Extracting Features
After preparing a corpus, the next step is to extract features for model training.
Command
litsea extract -l <LANGUAGE> <CORPUS_FILE> <FEATURES_FILE>
Example
litsea extract -l japanese ./corpus.txt ./features.txt
Output:
Feature extraction completed successfully.
What Happens Internally
flowchart TD
A["Read corpus line by line"] --> B["Split line into words"]
B --> C["Build chars, types, and tags arrays"]
C --> D["For each character position"]
D --> E["Extract 38-42 features"]
E --> F["Write label + features to file"]
- The
Extractorreads each line from the corpus - For each sentence, it creates a
Segmentercontext with character arrays, type arrays, and tag arrays - For each character position (except the first), it extracts features and writes them with the correct label
Feature File Format
Each line represents one character position:
1 UP1:U UP2:U UP3:U BP1:UU BP2:UU UW1:B2 UW2:B1 UW3:は ...

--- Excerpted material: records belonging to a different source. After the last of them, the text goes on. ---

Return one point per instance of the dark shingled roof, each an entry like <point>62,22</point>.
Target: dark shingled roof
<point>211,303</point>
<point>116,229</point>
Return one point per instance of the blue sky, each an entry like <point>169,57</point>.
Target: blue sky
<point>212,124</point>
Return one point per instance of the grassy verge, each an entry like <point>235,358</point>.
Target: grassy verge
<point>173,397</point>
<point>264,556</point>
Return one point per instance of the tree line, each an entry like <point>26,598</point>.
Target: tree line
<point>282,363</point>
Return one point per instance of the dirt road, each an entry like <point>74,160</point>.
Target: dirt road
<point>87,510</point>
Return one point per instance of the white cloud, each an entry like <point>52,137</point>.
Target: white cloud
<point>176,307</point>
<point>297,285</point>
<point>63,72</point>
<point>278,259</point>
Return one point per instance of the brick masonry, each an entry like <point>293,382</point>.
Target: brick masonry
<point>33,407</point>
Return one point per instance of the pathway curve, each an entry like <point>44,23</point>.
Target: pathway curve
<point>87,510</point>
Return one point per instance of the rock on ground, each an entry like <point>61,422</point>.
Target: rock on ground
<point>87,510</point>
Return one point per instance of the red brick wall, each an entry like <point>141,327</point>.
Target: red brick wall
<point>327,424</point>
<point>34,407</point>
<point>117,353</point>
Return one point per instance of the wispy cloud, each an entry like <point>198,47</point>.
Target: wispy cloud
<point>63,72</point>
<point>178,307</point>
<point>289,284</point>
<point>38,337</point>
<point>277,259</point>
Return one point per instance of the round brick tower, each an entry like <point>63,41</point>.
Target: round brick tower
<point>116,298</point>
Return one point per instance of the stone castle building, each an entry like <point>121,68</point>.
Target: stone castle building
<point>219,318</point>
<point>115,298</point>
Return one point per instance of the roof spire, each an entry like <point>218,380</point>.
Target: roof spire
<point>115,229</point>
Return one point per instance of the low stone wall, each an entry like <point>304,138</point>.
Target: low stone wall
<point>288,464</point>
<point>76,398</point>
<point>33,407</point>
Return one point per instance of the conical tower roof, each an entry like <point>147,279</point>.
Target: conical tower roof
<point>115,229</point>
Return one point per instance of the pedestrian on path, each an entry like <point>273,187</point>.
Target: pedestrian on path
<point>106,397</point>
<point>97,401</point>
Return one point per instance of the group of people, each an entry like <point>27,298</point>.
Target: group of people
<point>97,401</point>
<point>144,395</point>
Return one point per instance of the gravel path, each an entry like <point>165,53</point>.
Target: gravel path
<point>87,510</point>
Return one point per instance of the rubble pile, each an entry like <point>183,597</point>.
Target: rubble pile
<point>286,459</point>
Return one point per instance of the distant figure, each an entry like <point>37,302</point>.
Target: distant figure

-1 UP1:U UP2:U UP3:B BP1:UB BP2:BU UW1:B1 UW2:は UW3:テ ...
- First column: label (
1= boundary,-1= non-boundary) - Remaining columns: features (tab-separated)
POS Feature Extraction
For POS tagging models, use the --pos flag to extract features with POS labels instead of binary boundary labels.
Command
litsea extract --pos -l <LANGUAGE> <CORPUS_FILE> <FEATURES_FILE>
Example
litsea extract --pos -l japanese ./corpus.txt ./features.txt
POS Labels
When extracting POS features, each character position is labeled with one of 18 segment labels instead of the binary 1/-1 labels:
- B-NOUN, B-VERB, B-ADJ, B-ADP, B-ADV, B-AUX, B-CCONJ, B-DET, B-INTJ, B-NUM, B-PART, B-PRON, B-PROPN, B-PUNCT, B-SCONJ, B-SYM, B-X – Word boundary with the corresponding POS tag
- O – Non-boundary (inside a word)
The feature template (character n-grams, type n-grams, etc.) is the same as for standard segmentation – only the label scheme differs.
POS Feature File Format
B-NOUN UP1:U UP2:U UP3:U BP1:UU BP2:UU UW1:B2 UW2:B1 UW3:は ...
O UP1:U UP2:U UP3:B BP1:UB BP2:BU UW1:B1 UW2:は UW3:テ ...
B-VERB UP1:U UP2:U UP3:U BP1:UU BP2:UU UW1:B2 UW2:B1 UW3:い ...
- First column: segment label (e.g.,
B-NOUN,O) - Remaining columns: features (tab-separated)
File Size Expectations
The features file will be significantly larger than the corpus because each character position generates 38-42 feature strings. For a 1 MB corpus, expect a features file of roughly 50-100 MB.